The use of partnerships, especially for cross-border transactions, involves complex international matters. As partnerships are generally treated as either transparent entities or separate taxable entities, the differences between the Romanian tax law treatment and other jurisdictions may lead to difficulties in the application of double taxation treaties.
The Romanian law describes a partnership as an entity with no separate legal personality. For Romanian tax purposes, the partners of entities treated as partnerships may be individuals or legal persons.
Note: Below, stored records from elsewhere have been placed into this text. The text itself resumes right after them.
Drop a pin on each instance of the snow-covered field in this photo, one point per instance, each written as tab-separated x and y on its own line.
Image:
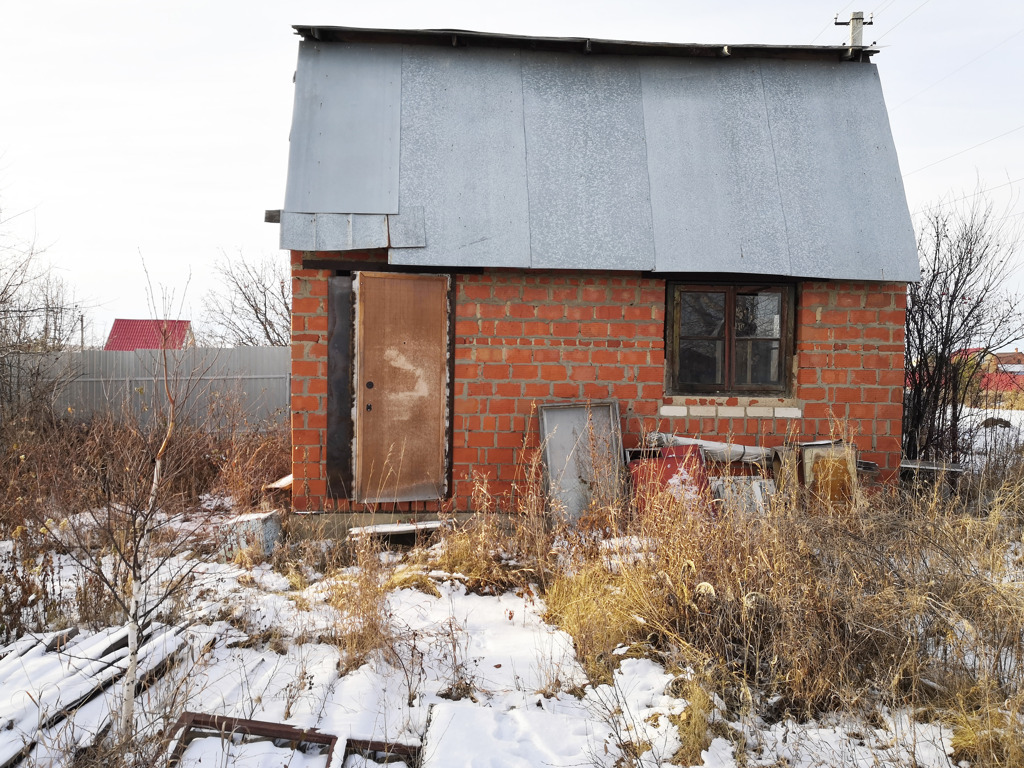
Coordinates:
471	680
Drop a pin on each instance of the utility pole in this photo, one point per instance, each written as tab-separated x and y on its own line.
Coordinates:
856	25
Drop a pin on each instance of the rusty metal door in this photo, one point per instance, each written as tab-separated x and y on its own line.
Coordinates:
401	386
Joint venture as a form of partnership
Under the Romanian law, the most regulated forms of partnerships from a tax and legal perspective are joint ventures (asocieri in participatiune). Generally, a joint venture is defined as a form of partnership between two or more investors (the partners) for the purpose of jointly conducting a commercial activity, or an entire business, for profit. Each partner makes a contribution (capital, inkind contribution, know-how, etc.), bears its share of expenses, and is entitled to part of the profits.
The “main partner”
Under Romanian law, joint ventures are defined as de facto partnerships, rather than legal entities serving as investment vehicles. Consequently, from a legal perspective, a joint venture established in Romania has one important feature: it does not involve the creation of a new legal entity, all of the joint venture business activities being practically assumed by one of the parties to the partnership. Romanian law provides that business operations must be carried out by only one of the partners (the “main partner”) on behalf of the partnership. Although acting for the benefit of the joint venture and on behalf of the other partners, only the main partner may enter into agreements with third parties. All rights arising under agreements with third parties are undertaken by the main partner in its own name; accordingly, all liabilities in connection with the joint venture operations toward third parties are also incurred by the main partner alone.
From a tax perspective, as the joint venture is merely a contract and not a legal entity with legal personality, the revenues and expenses incurred by the joint venture are generally distributed to the partners pro rata to their participation in the joint venture, and each partner is subject to taxation separately. To this extent, the Romanian Tax Code clearly specifies that a joint venture is not to be regarded as a separate legal entity for taxation purposes.
Payments of profits from the Romanian joint venture to the partners are not treated as dividends and are thus not subject to the withholding dividend tax. From a VAT perspective, the joint venture may be considered a separate entity from its partners unless all partners are Romanian taxable entities.
In terms of procedure, taxation depends, however, on the nationality of each partner. If all partners are foreign residents, one of them will be required to act as a representative before the tax authorities. The appointed representative will have to perform all mandatory tax procedures and then pay the income tax on behalf of the other partners. If the partners are both Romanian and foreign tax residents, then the mandatory tax procedures must be performed by the Romanian partner.
Double taxation treaties
Most Romanian’s double taxation treaties do not include any special provisions on the tax treatment of the partnerships and their partners. It may therefore be unclear how double taxation treaties limit the treatment under Romanian tax law. There are interpretations stating that entitlement to treaty benefits depends on whether a partnership is a resident person of a contracting state. Still, most of Romania’s double taxation treaties define the term person very broadly.
As mentioned, Romanian partnerships are not Romanian residents for purposes of double taxation treaties because partnerships are not separate taxable persons in Romania. Some interpretations state that if partnership is not regarded as a taxable person for treaty purposes, the treaty between the original source state and the residence state of each partner should apply.
As concerns the treatment of a foreign partnership with Romanian partners, some Romanian commentators are of the view that a non-Romanian partnership is fiscally transparent for Romanian tax purposes only if, in the country of organisation of the partnership, it is a non-juridical person (ie, cannot sue or be sued in its own name). Still, this lack of clarity may lead to conflicts in the application and interpretation of double taxation treaties.
Tax aspects of a partnership depend on its particular nature. As deriving income through a partnership creates complex matters of international tax law, each case should be carefully considered prior to implementation.
From a tax perspective, as the joint venture is merely a contract and not a legal entity with legal personality, the revenues and expenses incurred by the joint venture are generally distributed to the partners pro rata to their participation in the joint venture, and each partner is subject to taxation separately.